Suspended prison sentence
In condemning France in the Femen case, the court said it was “struck by the severity of the penalty”, which was only a one-month suspended prison sentence and a €2,000 fine. It deplored the fact that this sentence was registered on the activist’s criminal record, as if her reputation had to suffer, and that the suspended sentence could become a firm prison sentence if the Femen were to exercise her “freedom of expression” again. France is ordered to pay her €9800.
It is becoming a habit at the ECHR to defend these attacks in churches and against the Church. In 2018, it had already ruled that the blasphemous provocation of the feminist punk group, the “Pussy riots”, in the choir of the Orthodox Cathedral in Moscow was a form of expression protected by the Court. The Pussy riots’ lawyer, formerly working for Georg Soros foundation, has since become a judge at the ECHR. The same year, the Court also condemned Lithuania for sanctioning blasphemous advertisements featuring Christ and the Virgin Mary.
Different when it comes to Islam
But its position is quite different when it comes to Islam. In 2018, the ECHR upheld the criminal conviction of an Austrian lecturer who was accused of having equated Mohammed’s sexual relationship with Aisha, then only 9 years old, with “paedophilia”. The ECHR ruled that the lecturer had not sought to inform the public objectively but to “demonstrate that Muhammad is not worthy of worship”. In support of this conviction, the Court considered that to speak of “paedophile” would be a “generalisation without any factual basis”, “likely to arouse justified indignation” among Muslims. According to the Court, these remarks constituted “a malicious violation of the spirit of tolerance that underpins democratic society” and were likely to “stir up prejudice” and “endanger religious peace”.

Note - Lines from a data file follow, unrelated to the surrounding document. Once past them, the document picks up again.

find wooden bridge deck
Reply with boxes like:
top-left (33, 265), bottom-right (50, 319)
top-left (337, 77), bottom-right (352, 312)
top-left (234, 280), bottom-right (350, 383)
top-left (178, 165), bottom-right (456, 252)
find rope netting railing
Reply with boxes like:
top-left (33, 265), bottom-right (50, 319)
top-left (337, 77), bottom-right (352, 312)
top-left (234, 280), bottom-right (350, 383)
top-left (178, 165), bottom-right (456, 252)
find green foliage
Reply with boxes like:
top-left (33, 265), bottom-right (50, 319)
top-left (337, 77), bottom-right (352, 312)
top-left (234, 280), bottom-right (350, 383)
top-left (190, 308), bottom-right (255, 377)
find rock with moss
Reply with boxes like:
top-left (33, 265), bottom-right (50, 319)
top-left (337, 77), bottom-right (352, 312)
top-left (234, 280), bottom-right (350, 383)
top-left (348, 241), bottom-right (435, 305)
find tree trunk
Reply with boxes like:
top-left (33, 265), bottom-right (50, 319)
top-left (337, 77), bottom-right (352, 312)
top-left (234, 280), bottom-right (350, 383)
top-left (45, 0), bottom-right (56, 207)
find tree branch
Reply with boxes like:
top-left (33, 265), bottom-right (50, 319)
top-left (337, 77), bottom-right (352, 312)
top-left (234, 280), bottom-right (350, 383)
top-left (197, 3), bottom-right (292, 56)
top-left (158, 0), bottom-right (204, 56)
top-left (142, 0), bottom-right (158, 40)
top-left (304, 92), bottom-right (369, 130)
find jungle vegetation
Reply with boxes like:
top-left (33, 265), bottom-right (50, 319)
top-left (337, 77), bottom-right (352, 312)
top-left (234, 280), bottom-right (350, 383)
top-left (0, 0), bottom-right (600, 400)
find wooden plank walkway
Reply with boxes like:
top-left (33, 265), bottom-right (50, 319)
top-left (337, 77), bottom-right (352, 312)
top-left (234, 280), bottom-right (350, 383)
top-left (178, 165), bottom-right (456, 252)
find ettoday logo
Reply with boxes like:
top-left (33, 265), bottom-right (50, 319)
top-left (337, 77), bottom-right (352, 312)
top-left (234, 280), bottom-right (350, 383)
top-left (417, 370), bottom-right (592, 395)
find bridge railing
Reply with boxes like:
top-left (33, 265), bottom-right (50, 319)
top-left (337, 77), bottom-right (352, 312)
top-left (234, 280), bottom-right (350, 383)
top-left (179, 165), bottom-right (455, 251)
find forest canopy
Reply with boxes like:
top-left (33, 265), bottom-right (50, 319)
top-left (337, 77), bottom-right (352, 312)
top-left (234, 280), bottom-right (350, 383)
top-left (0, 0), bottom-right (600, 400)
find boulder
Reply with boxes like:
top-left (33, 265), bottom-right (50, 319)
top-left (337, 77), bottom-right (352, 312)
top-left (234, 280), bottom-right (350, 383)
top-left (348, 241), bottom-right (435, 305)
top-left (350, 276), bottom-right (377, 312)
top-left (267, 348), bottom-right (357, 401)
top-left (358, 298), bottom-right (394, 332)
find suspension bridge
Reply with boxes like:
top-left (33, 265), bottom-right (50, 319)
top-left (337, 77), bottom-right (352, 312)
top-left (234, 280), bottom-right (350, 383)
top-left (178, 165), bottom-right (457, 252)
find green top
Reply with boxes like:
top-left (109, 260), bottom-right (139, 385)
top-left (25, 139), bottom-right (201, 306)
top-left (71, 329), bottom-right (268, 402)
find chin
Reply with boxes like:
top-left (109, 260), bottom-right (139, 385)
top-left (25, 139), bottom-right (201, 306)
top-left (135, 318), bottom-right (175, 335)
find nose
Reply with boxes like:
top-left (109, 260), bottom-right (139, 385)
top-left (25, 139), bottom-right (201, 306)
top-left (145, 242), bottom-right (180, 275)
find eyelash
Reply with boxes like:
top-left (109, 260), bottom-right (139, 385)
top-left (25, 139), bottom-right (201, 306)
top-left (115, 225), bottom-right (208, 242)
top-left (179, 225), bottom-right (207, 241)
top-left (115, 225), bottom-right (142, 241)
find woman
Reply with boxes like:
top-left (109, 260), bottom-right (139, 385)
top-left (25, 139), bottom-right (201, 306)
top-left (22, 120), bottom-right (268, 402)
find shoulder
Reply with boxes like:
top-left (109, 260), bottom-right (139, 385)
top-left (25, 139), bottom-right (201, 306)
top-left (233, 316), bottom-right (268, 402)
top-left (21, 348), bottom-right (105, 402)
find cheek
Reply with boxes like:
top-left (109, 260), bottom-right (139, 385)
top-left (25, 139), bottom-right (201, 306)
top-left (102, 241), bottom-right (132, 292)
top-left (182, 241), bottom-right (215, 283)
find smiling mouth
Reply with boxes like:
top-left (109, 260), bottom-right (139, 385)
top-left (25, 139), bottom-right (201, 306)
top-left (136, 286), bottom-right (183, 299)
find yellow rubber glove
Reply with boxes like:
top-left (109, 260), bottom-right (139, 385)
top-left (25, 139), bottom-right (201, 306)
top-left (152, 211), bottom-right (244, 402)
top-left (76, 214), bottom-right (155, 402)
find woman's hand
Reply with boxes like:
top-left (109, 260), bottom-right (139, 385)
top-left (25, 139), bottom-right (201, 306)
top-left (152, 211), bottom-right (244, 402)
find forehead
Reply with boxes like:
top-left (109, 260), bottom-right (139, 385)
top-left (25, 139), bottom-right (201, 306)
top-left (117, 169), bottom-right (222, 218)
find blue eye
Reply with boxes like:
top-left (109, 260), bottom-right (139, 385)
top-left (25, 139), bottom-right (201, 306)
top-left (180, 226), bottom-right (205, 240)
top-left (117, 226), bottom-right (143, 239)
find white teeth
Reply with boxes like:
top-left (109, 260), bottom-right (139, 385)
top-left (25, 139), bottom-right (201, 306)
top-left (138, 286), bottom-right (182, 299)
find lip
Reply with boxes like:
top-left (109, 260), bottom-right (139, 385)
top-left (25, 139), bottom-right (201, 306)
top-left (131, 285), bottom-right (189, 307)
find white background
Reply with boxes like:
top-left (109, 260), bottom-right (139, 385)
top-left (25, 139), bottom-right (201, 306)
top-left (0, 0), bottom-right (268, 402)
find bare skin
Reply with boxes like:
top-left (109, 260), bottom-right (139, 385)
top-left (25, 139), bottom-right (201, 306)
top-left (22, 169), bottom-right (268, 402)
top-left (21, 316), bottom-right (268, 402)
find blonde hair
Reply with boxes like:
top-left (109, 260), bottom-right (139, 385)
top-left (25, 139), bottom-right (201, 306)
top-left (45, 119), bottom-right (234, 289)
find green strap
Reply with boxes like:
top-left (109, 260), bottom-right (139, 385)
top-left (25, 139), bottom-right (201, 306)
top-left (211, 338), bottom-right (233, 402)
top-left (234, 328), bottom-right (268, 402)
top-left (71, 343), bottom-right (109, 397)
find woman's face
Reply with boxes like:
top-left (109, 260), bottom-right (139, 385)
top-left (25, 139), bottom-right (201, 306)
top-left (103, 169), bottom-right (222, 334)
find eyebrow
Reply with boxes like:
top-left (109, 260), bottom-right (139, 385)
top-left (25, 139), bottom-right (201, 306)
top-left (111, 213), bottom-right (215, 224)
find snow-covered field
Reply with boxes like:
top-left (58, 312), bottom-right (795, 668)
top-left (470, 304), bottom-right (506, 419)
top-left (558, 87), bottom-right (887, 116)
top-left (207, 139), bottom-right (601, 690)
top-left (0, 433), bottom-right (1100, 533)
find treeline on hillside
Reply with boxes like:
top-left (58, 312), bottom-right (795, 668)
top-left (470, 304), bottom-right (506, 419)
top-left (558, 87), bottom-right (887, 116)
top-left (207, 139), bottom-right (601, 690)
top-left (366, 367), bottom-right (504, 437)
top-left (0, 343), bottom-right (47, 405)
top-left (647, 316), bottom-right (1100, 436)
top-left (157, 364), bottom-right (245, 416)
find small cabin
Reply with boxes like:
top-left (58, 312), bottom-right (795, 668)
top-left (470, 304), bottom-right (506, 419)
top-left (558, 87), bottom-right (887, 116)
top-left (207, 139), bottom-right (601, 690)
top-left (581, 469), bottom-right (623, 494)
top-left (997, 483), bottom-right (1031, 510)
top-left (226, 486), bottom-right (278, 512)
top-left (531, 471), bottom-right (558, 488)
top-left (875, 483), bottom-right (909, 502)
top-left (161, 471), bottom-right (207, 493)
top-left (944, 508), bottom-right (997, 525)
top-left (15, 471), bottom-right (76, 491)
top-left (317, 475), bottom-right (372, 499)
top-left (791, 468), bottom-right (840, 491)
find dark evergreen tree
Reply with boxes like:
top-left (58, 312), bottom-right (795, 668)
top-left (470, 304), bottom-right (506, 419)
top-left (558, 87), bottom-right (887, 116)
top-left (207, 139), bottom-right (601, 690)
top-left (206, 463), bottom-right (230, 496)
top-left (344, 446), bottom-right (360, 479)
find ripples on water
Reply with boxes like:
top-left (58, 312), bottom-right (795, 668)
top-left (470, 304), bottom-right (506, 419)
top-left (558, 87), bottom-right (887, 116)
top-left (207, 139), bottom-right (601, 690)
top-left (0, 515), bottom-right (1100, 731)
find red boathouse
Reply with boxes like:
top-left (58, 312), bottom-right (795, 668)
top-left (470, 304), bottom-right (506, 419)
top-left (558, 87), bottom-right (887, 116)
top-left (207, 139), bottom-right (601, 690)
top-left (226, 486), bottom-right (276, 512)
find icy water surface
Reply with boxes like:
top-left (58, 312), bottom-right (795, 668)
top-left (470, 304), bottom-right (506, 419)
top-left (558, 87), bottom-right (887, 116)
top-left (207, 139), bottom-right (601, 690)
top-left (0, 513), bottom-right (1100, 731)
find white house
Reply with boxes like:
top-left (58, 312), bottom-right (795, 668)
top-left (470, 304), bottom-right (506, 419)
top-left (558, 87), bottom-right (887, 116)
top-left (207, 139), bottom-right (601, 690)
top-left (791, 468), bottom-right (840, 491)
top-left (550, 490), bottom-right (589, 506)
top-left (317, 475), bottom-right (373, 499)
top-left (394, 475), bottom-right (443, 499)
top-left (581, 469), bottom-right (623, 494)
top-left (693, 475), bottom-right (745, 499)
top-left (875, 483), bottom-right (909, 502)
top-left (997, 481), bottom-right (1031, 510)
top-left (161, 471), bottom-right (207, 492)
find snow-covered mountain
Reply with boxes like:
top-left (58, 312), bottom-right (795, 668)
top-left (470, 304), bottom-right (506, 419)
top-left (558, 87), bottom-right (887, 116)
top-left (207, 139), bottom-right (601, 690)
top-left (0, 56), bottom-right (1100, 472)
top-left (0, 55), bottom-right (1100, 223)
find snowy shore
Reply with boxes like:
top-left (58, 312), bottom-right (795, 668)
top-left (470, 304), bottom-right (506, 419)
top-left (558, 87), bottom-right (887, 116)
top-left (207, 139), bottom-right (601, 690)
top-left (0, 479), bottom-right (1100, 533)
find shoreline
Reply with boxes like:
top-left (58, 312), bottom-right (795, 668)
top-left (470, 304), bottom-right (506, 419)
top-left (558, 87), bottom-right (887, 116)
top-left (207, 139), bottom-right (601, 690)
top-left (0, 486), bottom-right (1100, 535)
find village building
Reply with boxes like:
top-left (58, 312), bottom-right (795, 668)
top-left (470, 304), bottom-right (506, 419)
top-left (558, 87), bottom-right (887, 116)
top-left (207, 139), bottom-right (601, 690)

How can one not see a double standard, coupled with a guilty blindness?
The Austrian lecturer only spoke the truth, with decency and discretion, while the Femen’s aim was to hurt and offend. Why condemn the former and defend the latter? Can we not see in this double standard the Court’s own prejudices?
The Court would never have supported such a macabre display if it had taken place in a mosque or in the precincts of a courthouse. Do the judges in Strasbourg not see that every day in Europe churches are desecrated, burned, statues broken and crosses knocked down? Do they not see the misunderstanding and hatred towards Christ and Christians spreading in society? Do they not see that, more and more, the Court itself is behaving in the image of society?
Let us try to imagine the world without Christ: we will see war and barbarism. We are already seeing this fall.